La resignación vuelve sumisa su expresión. ¿Cuántas veces habrá tenido que adoptar esta actitud, sobrepasada por las circunstancias? Me parece ahora tan indefensa, tan derrotada...

—Serán cinco minutos, ¿sí? —digo imitando su acento, a lo que responde con una sonrisa.

En el cuartel tardo un poco más de cinco minutos. El sargento de guardia me está esperando con la transcripción de la llamada de la noche anterior y algunas dudas, que resuelvo lo mejor que puedo. Regreso.

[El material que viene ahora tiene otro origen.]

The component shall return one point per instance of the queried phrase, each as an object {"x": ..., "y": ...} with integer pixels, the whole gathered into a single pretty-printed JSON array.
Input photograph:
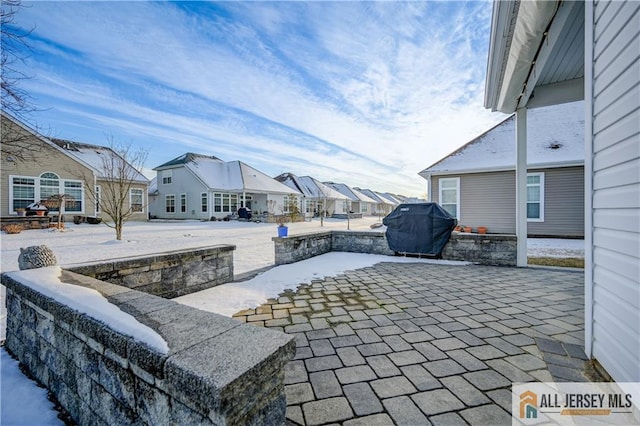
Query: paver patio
[{"x": 419, "y": 344}]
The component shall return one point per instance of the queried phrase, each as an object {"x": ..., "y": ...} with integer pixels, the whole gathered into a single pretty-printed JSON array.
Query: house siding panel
[
  {"x": 182, "y": 182},
  {"x": 563, "y": 203},
  {"x": 616, "y": 189},
  {"x": 488, "y": 199}
]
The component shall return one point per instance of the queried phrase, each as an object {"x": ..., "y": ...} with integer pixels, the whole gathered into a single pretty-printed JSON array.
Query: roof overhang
[{"x": 536, "y": 54}]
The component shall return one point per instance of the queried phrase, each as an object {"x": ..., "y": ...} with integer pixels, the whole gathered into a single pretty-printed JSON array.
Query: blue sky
[{"x": 363, "y": 93}]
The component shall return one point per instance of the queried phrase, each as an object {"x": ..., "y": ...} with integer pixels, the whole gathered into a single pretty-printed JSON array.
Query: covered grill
[{"x": 421, "y": 228}]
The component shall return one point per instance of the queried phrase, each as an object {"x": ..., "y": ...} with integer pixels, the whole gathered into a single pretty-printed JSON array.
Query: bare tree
[
  {"x": 16, "y": 102},
  {"x": 119, "y": 174},
  {"x": 15, "y": 50}
]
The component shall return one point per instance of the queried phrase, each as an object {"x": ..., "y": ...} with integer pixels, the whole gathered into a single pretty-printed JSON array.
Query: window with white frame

—Ya está. No saben nada. Supongo que eres libre.

Sonríe y me abraza, llora como una niña pequeña. Yo la estrecho fuerte, hundo mi cara en su pelo y lloro también.

—Venga, venga, que, si seguimos así, no nos iremos nunca.

Enciendo el coche, acelero lentamente y nos sumergimos en el abismo de la noche. Las sombras se deshacen a nuestro paso para volver después, rotas por el eco de un motor que apenas se deja oír sobre la dulce voz de Graciela mientras me cuenta los cotilleos caducos de la revista, mientras se queja de mi triste música, mientras hace planes para el futuro como si fuera allí donde la llevo. Y pienso que su voz es la luz que da vida a un universo vacío y oscuro. No habrá nada cuando ella no esté. El mundo se crea en cada una de sus carcajadas para luego desaparecer.